Cohen says that he likes building relationships with the communities he works in and aims to elevate their histories and connections to the land. His research focuses on the connection of contemporary landscape architecture and its uses in public spaces, specifically the reasoning behind the development of parks and public spaces. “I hope to help position and train landscape architects to not only rebuild trust but to also be the conveners and designers of a more just built environment that can truly act in the public interest,” Cohen stated. His current research focuses on the relationship between racial segregation and the development of the City of Dallas Public Park System. His previous research only included data through 2010, so Cohen recently updated his findings by incorporating 2020 U.S. Census data, mapping and analysis changes between the 2010 and 2020. “The research shows the specific ways that landscape design and park system planning have segregated cities, challenging the idea that public parks and places are open to all,” Cohen explained. “This work creates a framework to understand how and why these processes were undertaken and seeks to propose a method for researchers and designers to uncover and articulate uncomfortable histories and frame design projects with a truthful recognition of a community’s trauma.”

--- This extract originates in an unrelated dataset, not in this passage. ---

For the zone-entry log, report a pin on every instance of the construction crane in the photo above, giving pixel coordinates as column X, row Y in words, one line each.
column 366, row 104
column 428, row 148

Auburn Landscape Architecture

Cohen and Assistant Professor Sarah Coleman have been awarded a College of Architecture, Design and Construction (CADC) Seed Grant to visit and document important historic and cultural landscapes in Alabama this summer. “I want to really dig in and get to know Alabama so I can find ways to expose students to new experiences while building relationships with communities to work with in the future,” Cohen said. He says he is excited to take what he learned from this past year to more purposefully engage students in the challenges facing the landscapes and public spaces of the Southeast. “It has been a wonderfully collaborative experience on everything from teaching to research to getting dirty in the field at Neckdown at Rural Studio last fall,” Cohen said of his first year. “The students at Auburn have shown to be both hard workers and critical thinkers, pushing beyond the surface level of course content and engaging in conversations that I hope allow them to grow as both individuals and designers.”